Future of AI Tools and Infrastructure
- API Design Agent: A desired agent is one that can design APIs, leveraging deep research into best practices and fine-tuning on preferred APIs [02:22:00].
- Tool Ecosystem: There is a need to build a robust tool ecosystem on top of foundational APIs like the responses API, which focuses on multi-turn model interactions and tool calls [29:42:00].
- Verticalized AI Infrastructure: Opportunities exist for specialized AI infrastructure companies providing VMs tailored for specific verticals (e.g., coding AI startups requiring rapid VM spin-up/spin-down) [28:23:00].
- LLM Ops Companies: Companies helping developers manage prompts, billing, and usage across multiple models and providers (e.g., OpenRouter) are valuable [28:51:00].
Differentiators for Application Builders
The biggest differentiator for application builders in the long term will be their ability to orchestrate tools and data with multiple model calls, evaluate results quickly, and continuously improve their applications [41:02:00]. This includes leveraging reinforcement fine-tuning for tools within a chain of thought or chaining together multiple LLMs [41:17:00].
Under-explored Applications
Areas with significant untapped potential include:
- Scientific Research: Expecting a step change in the speed of scientific discovery [41:41:00].

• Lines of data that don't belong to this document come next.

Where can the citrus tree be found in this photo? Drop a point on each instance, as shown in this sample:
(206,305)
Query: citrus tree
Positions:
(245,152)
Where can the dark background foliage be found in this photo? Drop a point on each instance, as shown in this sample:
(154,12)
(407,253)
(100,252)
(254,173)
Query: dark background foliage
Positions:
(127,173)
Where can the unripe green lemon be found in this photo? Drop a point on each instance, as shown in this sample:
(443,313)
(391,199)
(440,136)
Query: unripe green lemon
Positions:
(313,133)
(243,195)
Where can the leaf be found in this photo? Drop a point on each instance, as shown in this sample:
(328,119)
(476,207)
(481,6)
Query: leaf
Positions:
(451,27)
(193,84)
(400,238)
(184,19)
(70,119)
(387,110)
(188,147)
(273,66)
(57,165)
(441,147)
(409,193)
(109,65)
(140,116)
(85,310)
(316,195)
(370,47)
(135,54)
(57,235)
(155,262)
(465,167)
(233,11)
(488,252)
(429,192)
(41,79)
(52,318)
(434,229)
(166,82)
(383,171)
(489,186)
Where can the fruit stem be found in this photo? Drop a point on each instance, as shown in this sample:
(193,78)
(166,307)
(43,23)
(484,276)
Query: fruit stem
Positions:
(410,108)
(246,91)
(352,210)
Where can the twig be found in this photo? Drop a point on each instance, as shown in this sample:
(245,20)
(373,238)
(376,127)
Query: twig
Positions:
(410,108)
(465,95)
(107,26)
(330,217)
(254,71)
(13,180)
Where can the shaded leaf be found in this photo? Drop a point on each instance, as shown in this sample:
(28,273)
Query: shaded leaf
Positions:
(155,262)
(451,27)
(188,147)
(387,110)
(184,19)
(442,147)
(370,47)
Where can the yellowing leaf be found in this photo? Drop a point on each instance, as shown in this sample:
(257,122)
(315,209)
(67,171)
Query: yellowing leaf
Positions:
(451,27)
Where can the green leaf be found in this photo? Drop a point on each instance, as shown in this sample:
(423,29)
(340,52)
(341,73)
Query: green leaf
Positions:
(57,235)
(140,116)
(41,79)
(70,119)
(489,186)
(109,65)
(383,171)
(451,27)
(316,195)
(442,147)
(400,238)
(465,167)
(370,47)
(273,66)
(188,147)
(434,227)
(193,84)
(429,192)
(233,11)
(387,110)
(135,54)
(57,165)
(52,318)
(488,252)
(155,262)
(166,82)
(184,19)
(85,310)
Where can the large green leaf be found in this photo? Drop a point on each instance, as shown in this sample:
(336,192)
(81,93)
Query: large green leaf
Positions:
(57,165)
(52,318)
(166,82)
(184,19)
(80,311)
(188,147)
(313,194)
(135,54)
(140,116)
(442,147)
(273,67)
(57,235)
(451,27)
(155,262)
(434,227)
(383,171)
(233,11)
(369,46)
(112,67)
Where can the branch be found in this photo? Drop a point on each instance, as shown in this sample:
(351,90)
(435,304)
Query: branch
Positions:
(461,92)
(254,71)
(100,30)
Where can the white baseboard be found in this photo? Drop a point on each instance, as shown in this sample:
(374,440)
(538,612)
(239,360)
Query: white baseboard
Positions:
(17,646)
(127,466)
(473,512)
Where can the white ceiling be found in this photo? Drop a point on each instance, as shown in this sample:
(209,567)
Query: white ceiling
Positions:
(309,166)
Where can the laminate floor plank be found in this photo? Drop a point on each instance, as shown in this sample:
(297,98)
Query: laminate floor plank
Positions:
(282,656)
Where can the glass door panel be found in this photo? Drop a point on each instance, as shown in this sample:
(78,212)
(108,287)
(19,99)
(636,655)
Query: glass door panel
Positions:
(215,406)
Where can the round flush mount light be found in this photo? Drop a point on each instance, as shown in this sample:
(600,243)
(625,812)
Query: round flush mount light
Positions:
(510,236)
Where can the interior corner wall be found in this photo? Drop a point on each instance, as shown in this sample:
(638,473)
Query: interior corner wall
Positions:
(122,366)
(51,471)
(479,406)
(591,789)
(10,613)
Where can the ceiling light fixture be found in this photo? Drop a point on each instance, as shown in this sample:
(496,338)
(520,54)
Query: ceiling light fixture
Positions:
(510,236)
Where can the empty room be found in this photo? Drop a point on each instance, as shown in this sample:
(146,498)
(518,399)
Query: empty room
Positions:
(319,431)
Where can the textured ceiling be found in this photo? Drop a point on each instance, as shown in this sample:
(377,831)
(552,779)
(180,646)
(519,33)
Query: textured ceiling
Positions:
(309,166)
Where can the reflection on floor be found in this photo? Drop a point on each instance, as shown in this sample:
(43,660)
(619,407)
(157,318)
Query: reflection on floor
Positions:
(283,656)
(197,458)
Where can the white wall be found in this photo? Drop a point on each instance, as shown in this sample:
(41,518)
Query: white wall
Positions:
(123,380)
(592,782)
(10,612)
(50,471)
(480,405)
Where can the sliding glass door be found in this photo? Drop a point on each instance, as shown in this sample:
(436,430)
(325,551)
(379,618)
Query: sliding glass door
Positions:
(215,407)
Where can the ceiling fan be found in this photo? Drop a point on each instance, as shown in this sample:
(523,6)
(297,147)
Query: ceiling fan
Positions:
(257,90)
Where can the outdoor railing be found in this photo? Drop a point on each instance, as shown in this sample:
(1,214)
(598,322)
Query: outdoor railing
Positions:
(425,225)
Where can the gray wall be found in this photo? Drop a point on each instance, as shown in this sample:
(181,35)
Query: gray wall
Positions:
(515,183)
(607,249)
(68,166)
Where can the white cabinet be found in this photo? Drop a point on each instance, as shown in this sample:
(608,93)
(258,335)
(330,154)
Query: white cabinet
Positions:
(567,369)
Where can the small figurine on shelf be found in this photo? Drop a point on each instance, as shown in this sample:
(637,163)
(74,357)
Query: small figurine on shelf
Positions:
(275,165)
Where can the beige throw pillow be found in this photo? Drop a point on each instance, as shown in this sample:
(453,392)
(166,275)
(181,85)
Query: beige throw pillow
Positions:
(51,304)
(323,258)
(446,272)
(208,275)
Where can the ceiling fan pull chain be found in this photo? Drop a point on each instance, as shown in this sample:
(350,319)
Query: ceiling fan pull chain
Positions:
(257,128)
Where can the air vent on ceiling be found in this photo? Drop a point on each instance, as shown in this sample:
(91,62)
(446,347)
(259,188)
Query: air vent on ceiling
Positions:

- Robotics: Poised for major advancements driven by these models [42:19:00].
- Travel Industry: The creation of a truly effective AI travel agent remains an under-explored, though frequently cited, application [42:54:00].
Outlook
Model progress in the coming year is expected to be even greater than last year, driven by a feedback loop where models teach developers how to improve them with better data [42:33:00]. The focus is on making the evaluation to production to fine-tuning loop much simpler and faster [35:01:00].